Creio bem que o ecossistema literário português sofreu um abalo terra-transformador com o genial, surpreendente, assertivo e gargalhante texto que João Pedro George publicou a semana passada no Observador. Reparem só neste parágrafo:
"Em Portugal, pelos vistos, o único talento necessário para escrever 
livros é ser possuído, como aconteceu com a Virgem Maria, por uma 
espécie de sopro que engendra, sem os próprios escritores darem bem por 
isso, vindos não se sabe donde, romances, livros de poemas (incluindo 
edições de autor, edições críticas, edições definitivas, edições 
póstumas, etc.), temas, estilos, intrigas, personagens, diálogos, 
comparações, intertextualidades, polifonias, etc. Por exemplo, Caminho Como Uma Casa Em Chamas,
 o último romance de Lobo Antunes, apareceu-lhe há meses quando estava a
 descer o estore da sala (ao mesmo tempo que coçava os dedos dos pés na 
alcatifa, fazendo estalar as articulações).
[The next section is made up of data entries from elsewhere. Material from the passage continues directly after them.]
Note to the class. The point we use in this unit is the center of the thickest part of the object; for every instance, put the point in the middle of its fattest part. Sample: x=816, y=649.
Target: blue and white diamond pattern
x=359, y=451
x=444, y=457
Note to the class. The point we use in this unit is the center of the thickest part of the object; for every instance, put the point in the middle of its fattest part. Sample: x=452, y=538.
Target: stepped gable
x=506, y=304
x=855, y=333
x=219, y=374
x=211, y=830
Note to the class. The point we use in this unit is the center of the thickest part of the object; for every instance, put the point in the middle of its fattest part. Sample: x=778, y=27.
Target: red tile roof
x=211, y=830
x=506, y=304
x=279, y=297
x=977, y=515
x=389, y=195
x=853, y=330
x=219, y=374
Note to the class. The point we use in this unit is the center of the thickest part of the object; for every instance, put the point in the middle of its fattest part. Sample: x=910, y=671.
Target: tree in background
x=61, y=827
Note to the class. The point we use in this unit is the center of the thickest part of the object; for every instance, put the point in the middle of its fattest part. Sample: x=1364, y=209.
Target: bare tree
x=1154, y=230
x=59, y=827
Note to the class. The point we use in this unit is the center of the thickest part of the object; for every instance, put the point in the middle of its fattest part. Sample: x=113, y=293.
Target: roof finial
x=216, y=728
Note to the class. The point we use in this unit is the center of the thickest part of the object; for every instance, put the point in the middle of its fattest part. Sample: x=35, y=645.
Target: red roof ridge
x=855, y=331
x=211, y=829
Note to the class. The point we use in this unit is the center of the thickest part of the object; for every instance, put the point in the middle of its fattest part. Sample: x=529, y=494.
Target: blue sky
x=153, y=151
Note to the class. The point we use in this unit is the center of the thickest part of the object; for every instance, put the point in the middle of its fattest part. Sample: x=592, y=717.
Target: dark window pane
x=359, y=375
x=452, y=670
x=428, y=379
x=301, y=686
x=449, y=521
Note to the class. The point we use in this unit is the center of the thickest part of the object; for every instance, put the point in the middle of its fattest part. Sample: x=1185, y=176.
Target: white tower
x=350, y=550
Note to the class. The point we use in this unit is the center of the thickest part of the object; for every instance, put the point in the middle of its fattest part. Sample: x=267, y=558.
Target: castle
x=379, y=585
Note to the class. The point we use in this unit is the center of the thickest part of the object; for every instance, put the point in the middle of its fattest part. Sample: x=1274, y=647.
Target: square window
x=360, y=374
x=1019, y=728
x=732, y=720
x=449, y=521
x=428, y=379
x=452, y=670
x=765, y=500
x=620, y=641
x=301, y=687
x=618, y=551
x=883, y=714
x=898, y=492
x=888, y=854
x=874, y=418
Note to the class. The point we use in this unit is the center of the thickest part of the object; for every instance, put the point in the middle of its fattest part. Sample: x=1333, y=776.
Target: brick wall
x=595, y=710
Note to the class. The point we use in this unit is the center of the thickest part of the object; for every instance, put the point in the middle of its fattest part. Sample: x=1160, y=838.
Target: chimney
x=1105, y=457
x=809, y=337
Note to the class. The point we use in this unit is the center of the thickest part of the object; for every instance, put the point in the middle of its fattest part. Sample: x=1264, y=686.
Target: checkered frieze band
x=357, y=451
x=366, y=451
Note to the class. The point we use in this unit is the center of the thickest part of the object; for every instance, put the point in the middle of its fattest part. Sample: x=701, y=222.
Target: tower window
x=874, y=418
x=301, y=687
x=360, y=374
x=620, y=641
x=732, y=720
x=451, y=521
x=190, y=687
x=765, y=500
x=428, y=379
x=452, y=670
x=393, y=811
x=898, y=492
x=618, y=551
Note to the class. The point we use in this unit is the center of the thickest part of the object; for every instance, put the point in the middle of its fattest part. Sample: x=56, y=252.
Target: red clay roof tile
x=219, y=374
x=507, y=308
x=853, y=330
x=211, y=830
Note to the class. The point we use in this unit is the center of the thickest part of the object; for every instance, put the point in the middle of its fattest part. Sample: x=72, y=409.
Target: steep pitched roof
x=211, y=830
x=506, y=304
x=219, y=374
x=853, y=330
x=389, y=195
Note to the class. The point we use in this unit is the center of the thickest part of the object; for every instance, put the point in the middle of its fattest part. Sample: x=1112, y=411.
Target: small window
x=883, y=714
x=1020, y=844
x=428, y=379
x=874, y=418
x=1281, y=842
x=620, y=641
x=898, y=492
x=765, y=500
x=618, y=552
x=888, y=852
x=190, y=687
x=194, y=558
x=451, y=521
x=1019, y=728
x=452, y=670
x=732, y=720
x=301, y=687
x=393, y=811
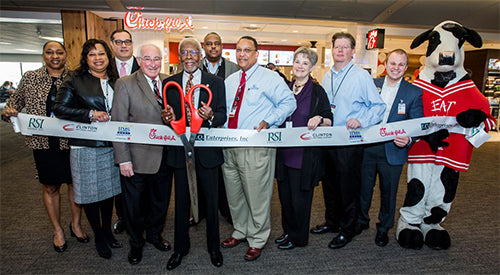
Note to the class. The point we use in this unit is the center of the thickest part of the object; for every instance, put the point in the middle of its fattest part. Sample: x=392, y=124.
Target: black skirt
x=52, y=166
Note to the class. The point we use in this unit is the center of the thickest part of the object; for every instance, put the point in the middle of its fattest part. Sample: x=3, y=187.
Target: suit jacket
x=229, y=67
x=77, y=95
x=135, y=66
x=411, y=96
x=208, y=157
x=134, y=101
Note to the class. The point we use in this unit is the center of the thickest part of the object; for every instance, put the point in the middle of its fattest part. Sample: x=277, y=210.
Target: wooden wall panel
x=74, y=34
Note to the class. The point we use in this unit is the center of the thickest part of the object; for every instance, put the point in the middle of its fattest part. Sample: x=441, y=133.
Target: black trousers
x=146, y=199
x=342, y=185
x=208, y=189
x=375, y=162
x=295, y=206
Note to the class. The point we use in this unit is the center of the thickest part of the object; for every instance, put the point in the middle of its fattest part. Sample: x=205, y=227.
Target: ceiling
x=280, y=22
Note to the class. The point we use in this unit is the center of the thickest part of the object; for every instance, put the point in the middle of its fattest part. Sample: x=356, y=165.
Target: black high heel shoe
x=85, y=239
x=60, y=249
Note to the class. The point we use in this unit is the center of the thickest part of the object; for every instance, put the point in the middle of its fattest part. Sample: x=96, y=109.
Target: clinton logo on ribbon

António Lobo Antunes sentiu 
uma reverberação, um repentino arrebatamento de energia. Algo 
golpeou-lhe depois a retina, os olhos moveram-se debaixo das pálpebras e
 lacrimejaram. Sem conseguir controlar a sua expressão e os músculos 
faciais, o corpo do escritor português começou a aumentar. Lobo Antunes 
empalideceu, benzeu-se e o suor correu-lhe pela cara. Sentiu uma 
vertigem e desmaiou. Quando despertou – “onde estou eu?!”, bradou –, viu
 em cima da secretária o novo livro."
Há momentos em que se percebe que ainda vive alguma inteligência, neste país Portugal.